Adopting detachment as a rule of life creates consequences we don’t see until it’s too late.
Consequence One: Pain That Festers
First, when we refuse to feel pain, it doesn’t disappear — it festers. By walling off hurt, we silence the signals that could guide us toward correction.
Pain is a teacher. It warns us when something in our life isn’t working, when we’re betraying our values, when we’re starving some part of our soul. Ignoring it is like ignoring chest pain and hoping for the best.
Raphael Cushnir reminds us: “Emotions don’t need to be felt forever, or obsessively, but just long enough to have their say.” When we don’t let them speak, their message only grows louder.
Consequence Two: Playing It Safe
Second, making invulnerability the goal shrinks our lives. If we define success as “avoiding hurt,” we end up avoiding risks of any kind.
That job we dream of? Too risky. That relationship? Too vulnerable. That move to a new city? Too much could go wrong.
The result is a life narrowed to the conventional, the safe, the socially acceptable. But what is safe may not be what is fulfilling. Avoidance may protect us from pain, but it also betrays our deepest dreams.
As I note in Life Savor: “Being willing to risk on behalf of what’s important to us means accepting vulnerability as an inherent part of living.” To refuse that risk is to refuse life.
Consequence Three: Losing the Aesthetic Dimension
Third, constant anesthetizing of our sentiment numbs us to all significance. If we refuse to feel sorrow, we also flatten joy. If we won’t let ourselves care deeply, we lose the experience of caring altogether.
The result is ennui — a dull emptiness. Life loses its vibrancy, its aesthetic texture. Instead of feeling existence as art, we feel it as blank canvas.
As Life Savor warns: when we try to make ourselves invulnerable, we “risk callusing ourselves to all aesthetic experience and sabotaging our most fundamental reason for living in the first place.”
Detachment Personified
Picture someone who has perfected detachment. Nothing rattles them. Nothing excites them. On the surface, they look unflappable. But inside, they feel… nothing.
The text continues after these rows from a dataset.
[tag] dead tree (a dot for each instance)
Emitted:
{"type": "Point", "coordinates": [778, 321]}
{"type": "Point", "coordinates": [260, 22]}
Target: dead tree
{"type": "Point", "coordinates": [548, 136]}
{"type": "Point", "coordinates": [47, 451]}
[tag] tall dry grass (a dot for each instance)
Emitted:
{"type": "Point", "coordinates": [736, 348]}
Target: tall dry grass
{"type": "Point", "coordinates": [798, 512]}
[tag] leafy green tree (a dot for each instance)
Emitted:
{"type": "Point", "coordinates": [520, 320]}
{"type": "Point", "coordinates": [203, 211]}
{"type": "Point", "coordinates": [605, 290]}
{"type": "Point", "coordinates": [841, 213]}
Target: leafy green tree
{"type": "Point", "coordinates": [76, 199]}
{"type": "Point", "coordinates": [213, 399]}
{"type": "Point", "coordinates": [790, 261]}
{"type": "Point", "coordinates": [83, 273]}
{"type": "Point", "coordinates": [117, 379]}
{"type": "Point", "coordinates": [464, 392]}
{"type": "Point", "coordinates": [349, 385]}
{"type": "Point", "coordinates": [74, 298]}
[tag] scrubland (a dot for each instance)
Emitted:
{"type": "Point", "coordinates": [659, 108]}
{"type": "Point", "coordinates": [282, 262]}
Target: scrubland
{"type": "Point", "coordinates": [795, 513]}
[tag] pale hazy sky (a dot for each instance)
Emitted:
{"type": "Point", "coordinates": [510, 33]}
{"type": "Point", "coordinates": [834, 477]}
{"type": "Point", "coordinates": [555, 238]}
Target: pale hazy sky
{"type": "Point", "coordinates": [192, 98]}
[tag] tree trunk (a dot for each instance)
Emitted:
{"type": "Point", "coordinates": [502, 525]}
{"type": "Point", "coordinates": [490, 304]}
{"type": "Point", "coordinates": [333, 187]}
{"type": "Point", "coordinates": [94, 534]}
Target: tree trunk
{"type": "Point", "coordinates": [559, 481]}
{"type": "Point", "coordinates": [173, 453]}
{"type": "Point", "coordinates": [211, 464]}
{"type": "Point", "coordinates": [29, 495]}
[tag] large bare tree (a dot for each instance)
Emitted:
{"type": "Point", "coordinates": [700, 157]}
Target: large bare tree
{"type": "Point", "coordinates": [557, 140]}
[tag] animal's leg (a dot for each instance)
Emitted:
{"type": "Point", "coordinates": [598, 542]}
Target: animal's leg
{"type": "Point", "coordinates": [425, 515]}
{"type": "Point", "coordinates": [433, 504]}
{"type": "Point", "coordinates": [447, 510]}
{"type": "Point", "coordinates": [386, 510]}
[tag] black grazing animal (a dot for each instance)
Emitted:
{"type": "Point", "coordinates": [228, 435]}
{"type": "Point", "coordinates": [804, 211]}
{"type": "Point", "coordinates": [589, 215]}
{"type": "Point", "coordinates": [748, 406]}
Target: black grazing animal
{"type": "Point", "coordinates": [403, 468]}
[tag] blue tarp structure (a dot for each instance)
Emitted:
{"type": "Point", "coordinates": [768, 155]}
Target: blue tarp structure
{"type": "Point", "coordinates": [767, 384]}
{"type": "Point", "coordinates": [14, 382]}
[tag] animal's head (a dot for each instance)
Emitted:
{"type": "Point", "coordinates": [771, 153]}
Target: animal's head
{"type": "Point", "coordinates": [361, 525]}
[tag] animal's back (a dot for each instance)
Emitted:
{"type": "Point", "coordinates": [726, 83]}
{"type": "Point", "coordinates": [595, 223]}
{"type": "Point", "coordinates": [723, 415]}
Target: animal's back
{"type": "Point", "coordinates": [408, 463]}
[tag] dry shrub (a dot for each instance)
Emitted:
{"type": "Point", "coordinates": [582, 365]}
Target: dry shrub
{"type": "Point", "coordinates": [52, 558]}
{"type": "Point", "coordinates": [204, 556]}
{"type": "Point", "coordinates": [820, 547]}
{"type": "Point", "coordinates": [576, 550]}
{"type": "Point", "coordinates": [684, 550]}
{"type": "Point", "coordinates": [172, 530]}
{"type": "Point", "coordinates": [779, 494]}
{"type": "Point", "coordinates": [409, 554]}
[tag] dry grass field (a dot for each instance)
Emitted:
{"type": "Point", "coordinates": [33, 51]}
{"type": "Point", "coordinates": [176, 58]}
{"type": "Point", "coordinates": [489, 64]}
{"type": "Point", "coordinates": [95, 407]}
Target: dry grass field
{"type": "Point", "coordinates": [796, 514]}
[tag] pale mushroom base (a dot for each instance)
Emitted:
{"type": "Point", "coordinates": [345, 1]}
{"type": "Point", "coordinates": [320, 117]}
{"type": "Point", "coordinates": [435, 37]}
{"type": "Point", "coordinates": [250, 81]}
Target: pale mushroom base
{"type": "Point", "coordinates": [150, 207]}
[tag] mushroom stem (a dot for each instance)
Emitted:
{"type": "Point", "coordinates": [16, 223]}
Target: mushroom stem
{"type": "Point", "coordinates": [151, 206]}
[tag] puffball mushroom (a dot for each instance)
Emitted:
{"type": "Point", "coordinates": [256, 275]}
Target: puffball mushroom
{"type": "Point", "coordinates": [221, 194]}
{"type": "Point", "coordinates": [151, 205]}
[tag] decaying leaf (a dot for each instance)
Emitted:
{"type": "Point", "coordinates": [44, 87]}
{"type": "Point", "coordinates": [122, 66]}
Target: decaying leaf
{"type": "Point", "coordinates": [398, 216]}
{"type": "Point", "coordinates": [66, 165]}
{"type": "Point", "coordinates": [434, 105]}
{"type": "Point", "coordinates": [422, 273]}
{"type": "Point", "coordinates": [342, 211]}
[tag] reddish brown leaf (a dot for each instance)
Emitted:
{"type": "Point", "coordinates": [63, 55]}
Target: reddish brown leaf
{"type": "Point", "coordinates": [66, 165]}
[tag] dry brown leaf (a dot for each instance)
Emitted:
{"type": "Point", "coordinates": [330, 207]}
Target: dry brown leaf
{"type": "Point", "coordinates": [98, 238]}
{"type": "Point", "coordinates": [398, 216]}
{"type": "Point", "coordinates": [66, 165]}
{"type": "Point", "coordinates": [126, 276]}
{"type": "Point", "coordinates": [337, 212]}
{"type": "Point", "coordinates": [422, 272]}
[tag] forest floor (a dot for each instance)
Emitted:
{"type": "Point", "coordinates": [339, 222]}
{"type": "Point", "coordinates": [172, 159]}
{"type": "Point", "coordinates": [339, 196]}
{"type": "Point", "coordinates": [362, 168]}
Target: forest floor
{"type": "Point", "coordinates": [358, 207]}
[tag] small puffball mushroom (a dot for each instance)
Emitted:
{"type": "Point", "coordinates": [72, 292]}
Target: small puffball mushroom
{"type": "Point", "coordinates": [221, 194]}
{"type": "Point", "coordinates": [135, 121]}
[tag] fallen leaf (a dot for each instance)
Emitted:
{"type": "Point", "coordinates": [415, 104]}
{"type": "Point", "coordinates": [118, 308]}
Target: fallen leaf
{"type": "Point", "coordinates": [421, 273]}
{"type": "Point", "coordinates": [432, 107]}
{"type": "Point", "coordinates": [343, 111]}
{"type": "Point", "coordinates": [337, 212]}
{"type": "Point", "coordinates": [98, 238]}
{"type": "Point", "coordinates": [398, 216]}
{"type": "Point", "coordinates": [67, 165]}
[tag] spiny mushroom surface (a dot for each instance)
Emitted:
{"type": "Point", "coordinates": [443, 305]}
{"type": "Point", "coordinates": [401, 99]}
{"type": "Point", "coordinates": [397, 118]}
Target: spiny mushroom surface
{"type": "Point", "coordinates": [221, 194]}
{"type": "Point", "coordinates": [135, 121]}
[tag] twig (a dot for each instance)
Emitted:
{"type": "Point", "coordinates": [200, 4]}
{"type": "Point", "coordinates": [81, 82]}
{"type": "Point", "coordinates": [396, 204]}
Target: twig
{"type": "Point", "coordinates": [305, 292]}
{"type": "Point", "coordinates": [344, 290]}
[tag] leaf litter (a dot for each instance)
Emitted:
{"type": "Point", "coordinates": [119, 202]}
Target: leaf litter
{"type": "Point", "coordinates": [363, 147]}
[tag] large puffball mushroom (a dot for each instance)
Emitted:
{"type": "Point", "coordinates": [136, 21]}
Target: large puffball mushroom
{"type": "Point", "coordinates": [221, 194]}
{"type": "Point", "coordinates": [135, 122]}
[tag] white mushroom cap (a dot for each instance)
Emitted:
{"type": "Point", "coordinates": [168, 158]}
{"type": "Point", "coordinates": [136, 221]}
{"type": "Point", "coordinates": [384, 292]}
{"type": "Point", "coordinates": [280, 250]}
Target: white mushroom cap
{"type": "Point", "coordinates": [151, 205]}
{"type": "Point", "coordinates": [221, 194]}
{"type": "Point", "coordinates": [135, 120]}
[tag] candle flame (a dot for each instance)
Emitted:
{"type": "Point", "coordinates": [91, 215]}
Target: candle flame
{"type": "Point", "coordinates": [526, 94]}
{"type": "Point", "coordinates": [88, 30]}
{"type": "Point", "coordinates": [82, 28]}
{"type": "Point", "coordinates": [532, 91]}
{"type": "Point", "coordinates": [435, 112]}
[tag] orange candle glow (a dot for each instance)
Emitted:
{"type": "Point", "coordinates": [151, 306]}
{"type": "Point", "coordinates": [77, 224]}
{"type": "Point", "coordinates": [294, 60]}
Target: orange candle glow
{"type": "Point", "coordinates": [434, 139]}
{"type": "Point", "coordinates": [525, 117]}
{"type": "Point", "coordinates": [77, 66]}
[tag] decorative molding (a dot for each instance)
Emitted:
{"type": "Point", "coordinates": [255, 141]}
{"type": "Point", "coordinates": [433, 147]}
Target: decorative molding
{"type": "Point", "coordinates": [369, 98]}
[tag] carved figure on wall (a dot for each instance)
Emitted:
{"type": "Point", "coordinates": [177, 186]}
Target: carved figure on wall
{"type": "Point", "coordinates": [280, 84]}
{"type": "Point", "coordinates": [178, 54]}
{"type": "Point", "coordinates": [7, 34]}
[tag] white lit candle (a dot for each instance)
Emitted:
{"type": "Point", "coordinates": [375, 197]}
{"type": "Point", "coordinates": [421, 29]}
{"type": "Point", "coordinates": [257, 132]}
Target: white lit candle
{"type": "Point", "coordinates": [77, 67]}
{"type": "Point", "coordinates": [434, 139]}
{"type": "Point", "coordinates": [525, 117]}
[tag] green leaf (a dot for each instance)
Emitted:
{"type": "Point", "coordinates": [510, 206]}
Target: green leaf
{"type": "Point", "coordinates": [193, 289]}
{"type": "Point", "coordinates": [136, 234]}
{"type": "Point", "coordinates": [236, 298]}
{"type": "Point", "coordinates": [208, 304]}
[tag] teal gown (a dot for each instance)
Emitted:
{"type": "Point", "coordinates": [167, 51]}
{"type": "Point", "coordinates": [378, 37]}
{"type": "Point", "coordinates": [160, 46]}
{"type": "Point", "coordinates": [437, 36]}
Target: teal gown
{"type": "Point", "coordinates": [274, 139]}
They sit in a theater but the music doesn’t move them. They stand at a graveside but the loss doesn’t pierce. They watch a sunset but it doesn’t stir them.
They are safe — and empty. Protected — and hollow. Invulnerable — and disconnected from the very marrow of life.
Mortality and Meaning
Mortality raises the stakes. If life is short, then what we feel during it matters. To spend our one existence anesthetized is to waste the chance.
We don’t need to seek pain for its own sake. But we must be willing to feel it when it comes, because only those who risk sorrow get to savor joy. Only those who embrace vulnerability know the meaning of love, beauty, or significance.
Invulnerability vs. Resilience
Invulnerability is not the same as resilience. Invulnerability refuses to feel. Resilience feels and recovers. Invulnerability denies pain. Resilience admits it and grows through it.
It is resilience, not invulnerability, that leads to a full life. Because resilience doesn’t sacrifice meaning on the altar of safety.
Closing Thought
The fantasy of invulnerability is seductive. Who wouldn’t want to be immune to heartbreak, loss, or regret?
But the truth is harsher and kinder at once: to be human is to be vulnerable. To feel pain is to risk. To risk is to live.
The walls we build to block out hurt also block out beauty. And beauty is the reason we endure the hurt at all.
So let us trade invulnerability for resilience, numbness for openness, safety for meaning. Let us be pierced, because being pierced is proof we cared.
And life without caring—life without sentiment—is no life at all.